The Fall Series is a unique part of the PGA schedule for bettors – one that gets almost no attention in the realm of the casual golf fan. These are the tournaments that stretch for a month or so after the FedEx Cup has concluded. While top level golfers are worried about things like the Ryder Cup, piling up all the appearance fees they can, or resting up for next season these tournaments are the domain of people who can’t relax because they are playing for their future. These are the players who are trying to earn their cards for another year, or are trying to solidify their careers and build momentum into the next season.
Betting on these events can be very different than betting on other tournaments. Here are five reasons why:
Big names aren’t there – There is simply no reason for the biggest names in the PGA to play in these golf tournaments. They are likely tired after playing in the playoffs, and they may have an international event – the Ryder Cup or President’s Cup – to get ready for. This is also the quietest time in their schedule all year, so this is when they can work with their sponsors to fulfill their obligations. They don’t need the money that comes with winning these tournaments because they have easily secured their spot on the PGA Tour next year, and they can make more not playing in the event than they could by winning it in most cases. The absence of the biggest names and best players means that the tournament is even more wide open than ever for other players to come through and shine.
Rookies are experienced – At the start of the year rookies on the PGA Tour are not easy to trust. They have to get used to the pressure of the Tour, the level of competition, and all of the unique demands on them. By this point in the season, though, rookies have played 20 or more PGA events and are no longer new to it. They are more comfortable, and less burdened by their rookie status. That means that from a betting perspective it is easier than ever to trust those rookies – especially when the top level competition isn’t around to play against. Whereas it could be tough to justify betting on a rookie in March unless he is exceptional it isn’t nearly as hard to imagine doing so in the fall.
Media attention is much less – By this time of year the appetite for golf is very low among the public. There is football, baseball playoffs, basketball and hockey to care about instead. The public will pay attention to things like the Ryder Cup, but for the most part the PGA Tour is way down the list of interesting events in the eyes of most people. With decreased media attention there is going to be decreased knowledge of what is going on at a tournament among the general public. That can have public and negative impacts. On one hand that means that the public isn’t likely to know which lesser known players are likely to be in strong form. On the other hand, though, the more intense the media coverage is the more likely the public will be drawn towards high profile players, and the better the chances that there will be a lot of value betting on lesser players. Without the help of the media it could be harder to find juicy value.

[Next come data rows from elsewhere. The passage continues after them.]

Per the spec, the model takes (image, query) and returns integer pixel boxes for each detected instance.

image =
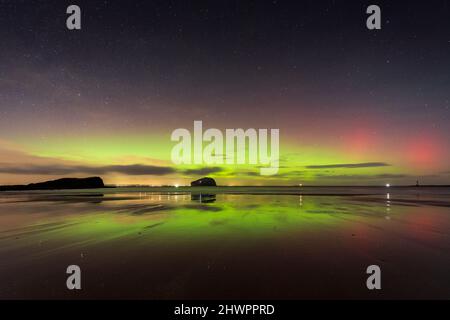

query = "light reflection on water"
[0,189,450,298]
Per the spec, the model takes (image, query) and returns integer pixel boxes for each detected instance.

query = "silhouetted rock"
[191,177,217,187]
[0,177,105,191]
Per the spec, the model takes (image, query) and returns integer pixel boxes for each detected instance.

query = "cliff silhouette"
[0,177,105,191]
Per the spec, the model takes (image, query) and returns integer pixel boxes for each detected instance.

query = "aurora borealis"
[0,1,450,185]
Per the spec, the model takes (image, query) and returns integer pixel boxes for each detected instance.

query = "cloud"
[305,162,390,169]
[0,164,176,176]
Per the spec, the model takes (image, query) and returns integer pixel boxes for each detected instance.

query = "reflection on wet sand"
[0,188,450,299]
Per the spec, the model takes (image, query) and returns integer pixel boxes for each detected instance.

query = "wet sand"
[0,187,450,299]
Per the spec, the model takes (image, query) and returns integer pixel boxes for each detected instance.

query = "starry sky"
[0,0,450,185]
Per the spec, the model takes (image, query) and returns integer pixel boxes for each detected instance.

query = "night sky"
[0,0,450,185]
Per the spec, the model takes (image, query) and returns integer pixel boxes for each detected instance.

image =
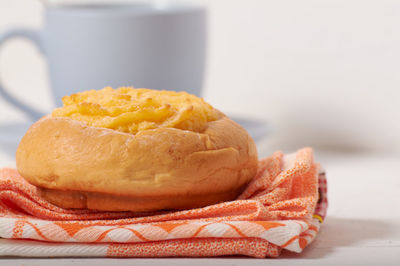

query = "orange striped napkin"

Betting volume is much, much less – The betting volumes drop off a cliff after the FedEx Cup ends. The public is focused on all of the different sports, and golf just doesn’t register. You can still bet on the events, but you’ll likely only be betting with serious golf bettors. The lack of attention means that the oddsmakers are going to put less effort into setting lines. That can potentially provide some nice opportunities. On the other hand, though, the public won’t be affecting lines as much with their clear biases, so value can be harder to find on some talented but lesser known players. Betting on events with significantly lower betting volumes isn’t necessarily bad, but it is definitely different.
Pressure is very high on borderline players – Golfers who are fighting for their lives are going to be very much on edge. Guys who haven’t yet won enough to secure their card next year will be desperate to do so. Golfers who have already secured provisional status will want to improve their fate. Players who are secure will be looking to win and secure a two year exemption. Golfers with little chance of surviving another year on the Tour are just looking to win as much as they possibly can before they have to return to lesser tours. Though the tournaments themselves aren’t important they will feel like major championships to most of the players. Some players thrive under that kind of pressure while others shrivel up. That unique type of pressure can provide some interesting opportunities for bettors who can effectively analyze the mindset of players.